A $$0.5$$ kg block moving at a speed of $$12$$ ms$$^{-1}$$ compresses a spring through a distance $$30$$ cm when its speed is halved. The spring constant of the spring will be ______ Nm$$^{-1}$$

A block of mass $$m = 0.5$$ kg moving with initial speed $$v_i = 12$$ m/s compresses a spring by $$x = 30$$ cm $$= 0.3$$ m and slows to a final speed $$v_f = \frac{12}{2} = 6$$ m/s.

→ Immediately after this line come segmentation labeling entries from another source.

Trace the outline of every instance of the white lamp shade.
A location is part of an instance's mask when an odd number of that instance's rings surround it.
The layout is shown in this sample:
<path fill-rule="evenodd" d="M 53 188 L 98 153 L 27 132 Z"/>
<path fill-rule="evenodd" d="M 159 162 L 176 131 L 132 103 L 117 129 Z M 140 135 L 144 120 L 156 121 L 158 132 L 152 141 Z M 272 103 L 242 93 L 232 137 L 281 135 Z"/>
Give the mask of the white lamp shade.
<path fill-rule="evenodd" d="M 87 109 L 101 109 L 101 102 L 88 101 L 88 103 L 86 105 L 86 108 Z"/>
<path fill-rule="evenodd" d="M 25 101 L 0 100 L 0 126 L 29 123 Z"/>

By the work-energy theorem, the decrease in kinetic energy of the block is stored as elastic potential energy in the spring:

$$\frac{1}{2}mv_i^2 - \frac{1}{2}mv_f^2 = \frac{1}{2}kx^2$$

Substituting the values gives the initial kinetic energy $$KE_i = \frac{1}{2}(0.5)(12)^2 = \frac{1}{2}(0.5)(144) = 36 \text{ J}$$ and the final kinetic energy $$KE_f = \frac{1}{2}(0.5)(6)^2 = \frac{1}{2}(0.5)(36) = 9 \text{ J}$$, so the loss in kinetic energy is $$36 - 9 = 27 \text{ J}$$.

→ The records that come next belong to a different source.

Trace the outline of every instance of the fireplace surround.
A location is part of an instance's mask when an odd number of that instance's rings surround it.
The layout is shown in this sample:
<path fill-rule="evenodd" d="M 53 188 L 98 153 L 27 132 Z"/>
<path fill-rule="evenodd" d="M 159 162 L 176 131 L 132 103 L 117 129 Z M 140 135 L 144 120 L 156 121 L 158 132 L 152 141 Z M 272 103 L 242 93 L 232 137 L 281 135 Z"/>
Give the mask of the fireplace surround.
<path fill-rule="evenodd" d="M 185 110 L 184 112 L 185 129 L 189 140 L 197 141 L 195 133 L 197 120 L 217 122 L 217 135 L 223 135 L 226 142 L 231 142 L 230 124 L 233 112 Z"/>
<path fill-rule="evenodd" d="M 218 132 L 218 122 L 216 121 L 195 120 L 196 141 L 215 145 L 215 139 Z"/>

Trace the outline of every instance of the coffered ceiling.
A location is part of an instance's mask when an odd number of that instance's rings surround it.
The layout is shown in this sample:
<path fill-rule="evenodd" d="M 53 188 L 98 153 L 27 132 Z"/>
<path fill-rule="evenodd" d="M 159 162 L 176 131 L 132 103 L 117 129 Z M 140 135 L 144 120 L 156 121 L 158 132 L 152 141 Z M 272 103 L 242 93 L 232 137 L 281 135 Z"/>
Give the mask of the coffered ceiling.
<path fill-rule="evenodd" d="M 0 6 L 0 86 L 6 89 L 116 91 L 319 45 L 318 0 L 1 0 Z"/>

Equating this to the spring’s potential energy, $$\frac{1}{2}kx^2 = 27$$, and using $$x = 0.3$$ m leads to $$\frac{1}{2}k(0.3)^2 = 27$$ or $$\frac{1}{2}k(0.09) = 27$$, from which $$k = \frac{27 \times 2}{0.09} = \frac{54}{0.09} = 600 \text{ Nm}^{-1}$$.

The spring constant is 600 Nm$$^{-1}$$.